初めて出会ったとき、俺はこの人に着いて行こうと思ったんだ―――
………もしかしたらそれは俺の人生で最初にして最大の失敗だったのかもしれないけれど。
松永さんちの忍くん
ある朝、いつもよりも機嫌のいい松永さまがいた。機嫌のいいといっても普通の人からすれば分からないだろうが。
だがそれと同時に嫌な予感もした。あの方が機嫌のいいときは大抵自分の欲求が満たされたとき――つまり何かしらの欲しい物を手に入れたときだからだ。
そして今日の機嫌の良さは生半可なものではない。松永さまの周りがきらきらと輝いて見えるあたり、相当すごいもの(つまり俺達にとっては相当まずいもの)を盗ってきたに違いない。
(うわぁ…聞きたくないけど聞いて欲しそうだしなぁ…)
「はぁ…。松永さま、今日は一体何が手に入ったんですか?」
「あぁ、卿も見るといい。今回のはなかなかの代物だよ」
そういって松永さまが嬉々として見せてきたものに俺は目が点になった。
それは立派な六爪の刀。確かに今回のはなかなかのを盗ってきたようだ。……ん?まてまて…六爪の、刀?ひやりと背中を汗が伝う。
いやまさか、そんな馬鹿な、ね…?恐る恐る確認すべく口を開く。
「松永さま、アンタまさかそれって…!!」
「いやはや気づいてしまったか…相変わらず卿のその観察力はたいしたものだな」
その通り。独眼竜から頂いてきてしまったよ。
はははと悪人のように笑う松永さまに頭が痛くなる。というかよく独眼竜相手に無傷でしたね、と呆れを通り越して感心していると次の一言で固まってしまった。
「つい少々手荒な真似をしてきてしまったがね」
(なんだって……?)
松永さまの手荒な真似というのはとりあえずなんでも爆破してくるという意味不明かつ唯我独尊な発想が由来している。
それを理解しているため更に頭痛がひどくなった気がする。

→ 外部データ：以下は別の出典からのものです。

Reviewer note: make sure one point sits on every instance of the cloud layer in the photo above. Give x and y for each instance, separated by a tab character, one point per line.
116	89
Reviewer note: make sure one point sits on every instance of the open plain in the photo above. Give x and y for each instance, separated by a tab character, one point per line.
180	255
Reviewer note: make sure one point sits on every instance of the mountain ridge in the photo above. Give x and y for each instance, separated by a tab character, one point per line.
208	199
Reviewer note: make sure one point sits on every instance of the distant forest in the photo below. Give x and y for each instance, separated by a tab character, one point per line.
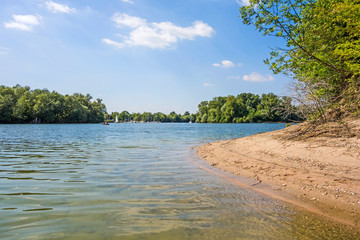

おそらく向こうの兵士の何人かは爆破に巻き込まれてしまっただろう。松永さまにいつも言い聞かせているため死人はでていないと思うけれど。
しかし、たしか独眼竜…伊達政宗、それにその右目…片倉小十郎は相当兵士及び民に好かれていたはず。また同時に二人も彼らのことを大切にしていると聞く。そんな彼らの兵士を爆破に巻き込んでしまったわけで。
そこまで考えて俺は思った。この時点で我々の印象は最悪じゃん、と。
「まっ、松永さま!!今すぐそれ独眼竜に返してきてください!!」
「卿は不思議なことを言うな?私が折角手に入れたものを見返りなしに手放すとでも?」
「そういう問題じゃないですよ!!」
「やれやれ…卿は我が儘なのだな。よく覚えておこう」
呆れたようにため息をはく松永さま。その顔に反省の色は全く見られない。いやいや、なんで俺が悪いみたいになってるんですか。どう考えても貴方でしょう悪いのは。